= DRDO Anti Tank Missile =

First generation wire-guided missile

The DRDO Anti-Tank Missile is a first generation wire-guided anti-tank guided missile (ATGM) developed in India by Defence Research and Development Laboratory (DRDL), a part of the Defence Research and Development Organisation (DRDO). It has a subsonic speed up to 300 ft/s with a range of 1.6 km and carries a 106 mm high-explosive anti-tank (HEAT) warhead.

==Introduction==
In 1959, India began a feasibility study on a first generation ATGM. New General Staff Qualitative Requirements (GSQR) were issued and the task of preliminary study and wind testing was assigned to Department of Aeronautics and Institute of Science, Bangalore.

==Development==
In 1962, DRDO was granted ₹6 lakh to begin work on developing an anti-tank missile due to a conflict with China in Ladakh. It has a range of 500 meters to about 2 km.

After the first aerodynamic design was completed, a full-scale model of the complete configuration was tested in a wind tunnel at Indian Institute of Science (IISc), Bangalore. There, the model was given force and momentum tests which were completed in 1961. Vibrating spoilers were used during these tests to determine control effectiveness. The ATM was designed to have a subsonic flight speed of about 90 m/s. In 1963, the entire design was reworked to hold a 106 mm HEAT warhead in the nose.

==Propulsion==
DRDL determined the propulsion motor requirement and designed the propulsion system. The motor was made of aluminium alloy. It had two compartments, one for the sustainer and one for the booster.

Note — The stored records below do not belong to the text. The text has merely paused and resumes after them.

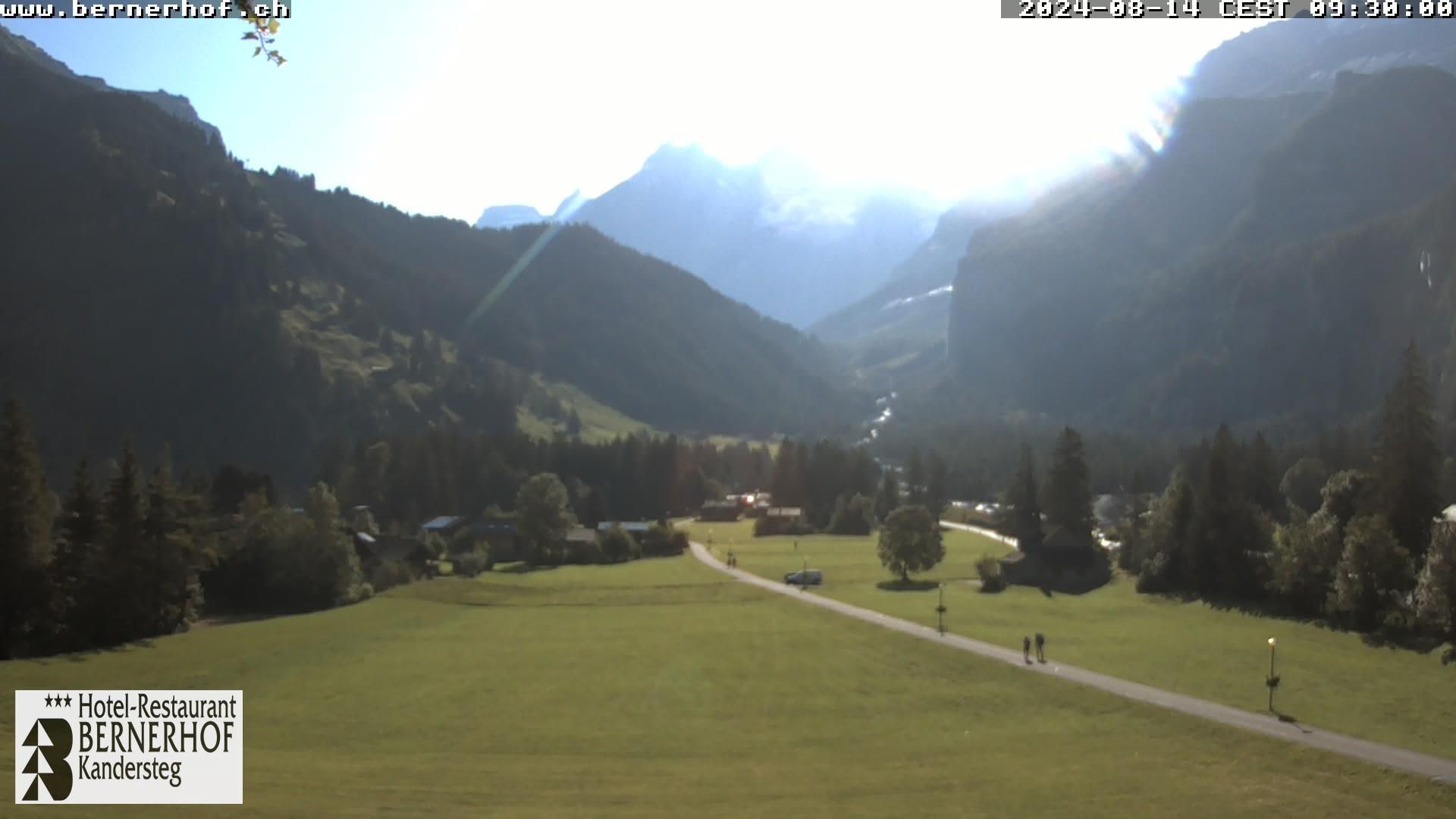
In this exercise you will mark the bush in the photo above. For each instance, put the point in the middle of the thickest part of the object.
(657, 541)
(769, 526)
(618, 545)
(854, 516)
(473, 563)
(989, 569)
(389, 575)
(1156, 576)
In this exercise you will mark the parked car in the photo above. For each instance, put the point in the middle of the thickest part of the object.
(805, 577)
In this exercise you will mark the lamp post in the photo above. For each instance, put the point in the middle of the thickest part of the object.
(1273, 679)
(940, 611)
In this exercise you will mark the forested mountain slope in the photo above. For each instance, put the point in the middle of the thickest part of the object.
(150, 287)
(1254, 270)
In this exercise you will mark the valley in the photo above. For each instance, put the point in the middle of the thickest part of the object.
(473, 487)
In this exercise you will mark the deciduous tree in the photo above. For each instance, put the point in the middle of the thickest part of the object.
(910, 542)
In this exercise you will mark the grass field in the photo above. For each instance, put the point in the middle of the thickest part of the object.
(1329, 678)
(660, 689)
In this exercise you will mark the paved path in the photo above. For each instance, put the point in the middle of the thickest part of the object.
(990, 534)
(1389, 757)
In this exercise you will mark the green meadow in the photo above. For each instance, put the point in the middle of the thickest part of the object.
(1329, 678)
(661, 689)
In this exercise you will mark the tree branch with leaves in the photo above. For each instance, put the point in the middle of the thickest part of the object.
(264, 31)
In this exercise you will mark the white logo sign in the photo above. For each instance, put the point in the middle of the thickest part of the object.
(128, 746)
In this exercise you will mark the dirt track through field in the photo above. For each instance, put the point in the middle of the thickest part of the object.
(1398, 758)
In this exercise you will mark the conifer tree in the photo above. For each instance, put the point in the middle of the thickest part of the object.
(1436, 589)
(1410, 458)
(1024, 516)
(1373, 572)
(25, 535)
(1263, 479)
(124, 560)
(887, 497)
(1068, 496)
(915, 480)
(73, 572)
(937, 480)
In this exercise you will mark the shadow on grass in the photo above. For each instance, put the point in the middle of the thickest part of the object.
(1292, 720)
(906, 585)
(1407, 640)
(88, 653)
(522, 567)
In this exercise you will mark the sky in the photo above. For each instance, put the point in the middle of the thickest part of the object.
(446, 107)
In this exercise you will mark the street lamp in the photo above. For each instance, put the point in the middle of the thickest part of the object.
(1273, 679)
(940, 613)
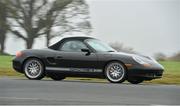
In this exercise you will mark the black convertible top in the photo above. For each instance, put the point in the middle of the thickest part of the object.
(56, 45)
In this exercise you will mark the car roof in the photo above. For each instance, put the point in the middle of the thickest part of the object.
(56, 45)
(78, 37)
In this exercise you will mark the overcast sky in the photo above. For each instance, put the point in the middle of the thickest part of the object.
(148, 26)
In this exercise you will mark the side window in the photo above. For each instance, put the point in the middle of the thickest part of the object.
(73, 46)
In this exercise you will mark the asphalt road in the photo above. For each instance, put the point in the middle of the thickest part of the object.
(47, 92)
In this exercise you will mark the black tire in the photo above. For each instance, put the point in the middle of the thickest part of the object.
(119, 71)
(38, 69)
(56, 77)
(135, 81)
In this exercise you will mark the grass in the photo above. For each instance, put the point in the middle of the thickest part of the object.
(171, 74)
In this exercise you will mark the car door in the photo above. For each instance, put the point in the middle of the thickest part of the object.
(71, 58)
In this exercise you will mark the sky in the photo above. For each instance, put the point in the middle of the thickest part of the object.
(148, 26)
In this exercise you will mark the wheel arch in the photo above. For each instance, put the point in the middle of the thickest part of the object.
(114, 61)
(31, 57)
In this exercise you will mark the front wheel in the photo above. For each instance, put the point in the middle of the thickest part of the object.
(34, 69)
(115, 72)
(135, 81)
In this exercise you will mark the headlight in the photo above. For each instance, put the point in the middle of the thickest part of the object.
(141, 61)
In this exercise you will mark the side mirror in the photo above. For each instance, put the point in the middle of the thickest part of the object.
(87, 51)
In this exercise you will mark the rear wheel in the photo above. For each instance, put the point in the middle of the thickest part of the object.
(34, 69)
(135, 81)
(56, 77)
(115, 72)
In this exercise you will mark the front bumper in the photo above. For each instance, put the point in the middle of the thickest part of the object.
(146, 72)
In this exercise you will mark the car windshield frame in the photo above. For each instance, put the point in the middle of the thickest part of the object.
(100, 45)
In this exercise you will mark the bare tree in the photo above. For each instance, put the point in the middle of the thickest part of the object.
(160, 56)
(29, 17)
(74, 18)
(121, 48)
(3, 24)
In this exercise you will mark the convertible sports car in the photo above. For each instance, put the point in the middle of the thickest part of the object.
(86, 57)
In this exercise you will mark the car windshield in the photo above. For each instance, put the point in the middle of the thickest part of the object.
(99, 45)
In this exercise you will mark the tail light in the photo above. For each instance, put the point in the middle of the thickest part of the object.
(19, 54)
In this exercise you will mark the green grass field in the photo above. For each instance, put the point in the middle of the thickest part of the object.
(171, 74)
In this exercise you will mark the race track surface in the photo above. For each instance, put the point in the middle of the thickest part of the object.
(48, 92)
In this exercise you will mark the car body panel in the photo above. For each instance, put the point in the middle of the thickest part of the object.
(92, 65)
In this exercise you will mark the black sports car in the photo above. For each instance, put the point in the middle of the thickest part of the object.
(86, 57)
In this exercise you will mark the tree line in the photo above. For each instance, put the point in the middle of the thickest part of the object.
(30, 19)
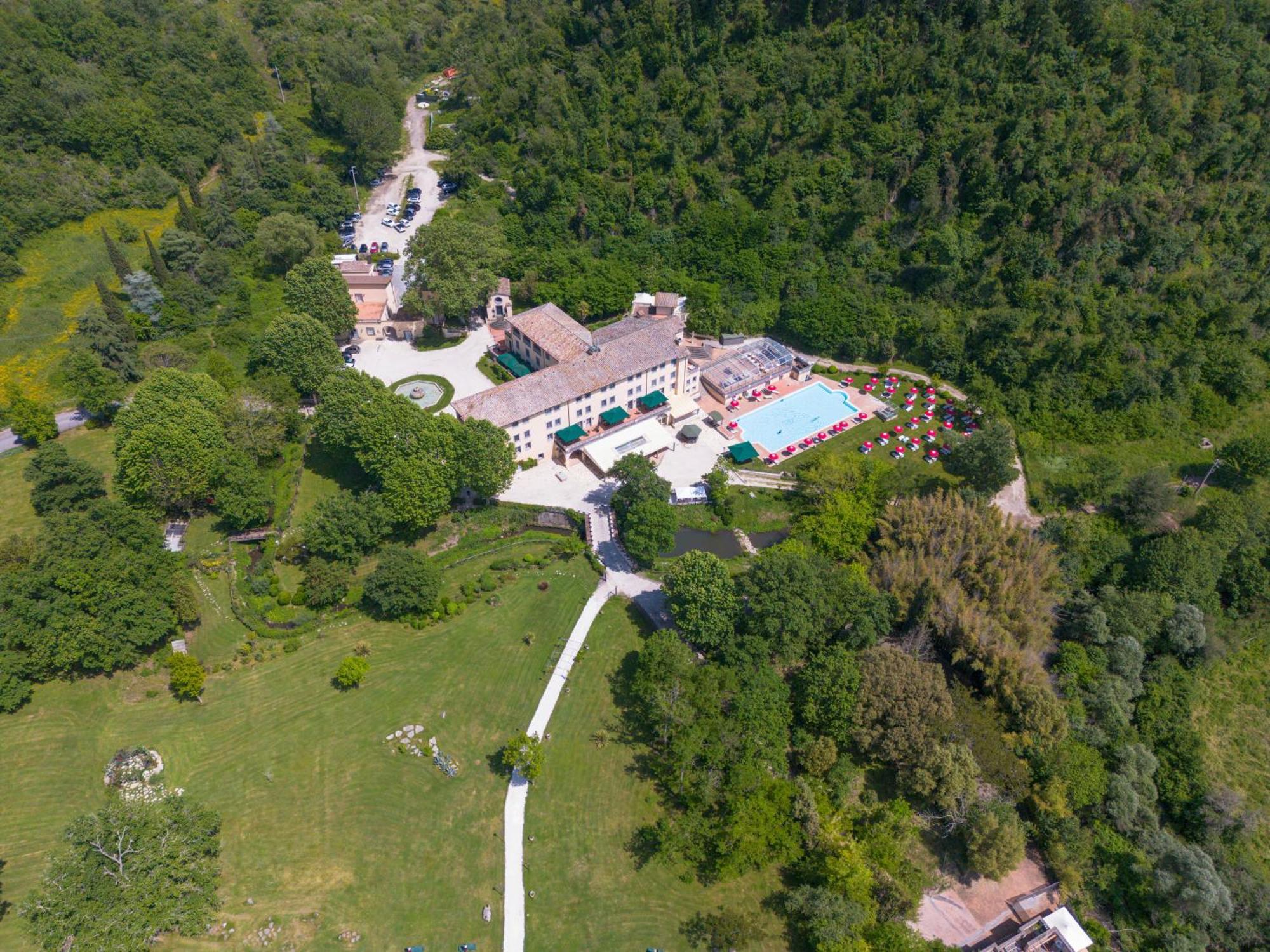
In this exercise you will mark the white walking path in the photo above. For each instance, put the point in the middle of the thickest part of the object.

Another part of DRDO, the Explosives Research & Development Laboratory (ERDL), made the propellant compositions and also developed the SUK black propulsion grains. Molybdenum inserts were used as sustainer. The booster grain had star type hole for very fast burn and the sustainer was cigarette burning type for constant thrust.

==Control and guidance==
The actuator and gyroscope were the main components of the control and guidance system of the missile. The actuators were spoiler type, (similar to Mosquito (missile)), which gave a response time of 10 milliseconds with a stay time varying from 80–20 and 20–80 milliseconds. The gyroscope developed for the missile had three degrees freedom.

==Testing==
The missile was test-fired near Imarat, a village on the outskirts of Hyderabad, India, which held the reliability order of 65%. The test trials were attended by Gen Bewoor, then Deputy Chief of Army Staff of the Indian Army. The missile was tested 16 times and hit its target 14 times. Two Indian army teams which were trained on European ATMs, Cobra and ENTAC, carried out the tests. These test revealed no significant difference between firing the European and indigenous ATMs. Work was still to be done on inhibition of the sustainer motor.

==Termination==
After waiting for more than 10 years with no results, in 1969 ATM project was terminated as the Indian Army revised its General Staff Qualitative Requirements (GSQR). The new GSQR extended the range of the missile from 1.6 km to 3 km. They also required the formerly man-portable missile to be able to mount and fire from a mobile launcher. This led to production of Nord SS.11B1 at Bharat Dynamics Limited (BDL), Hyderabad under license from France.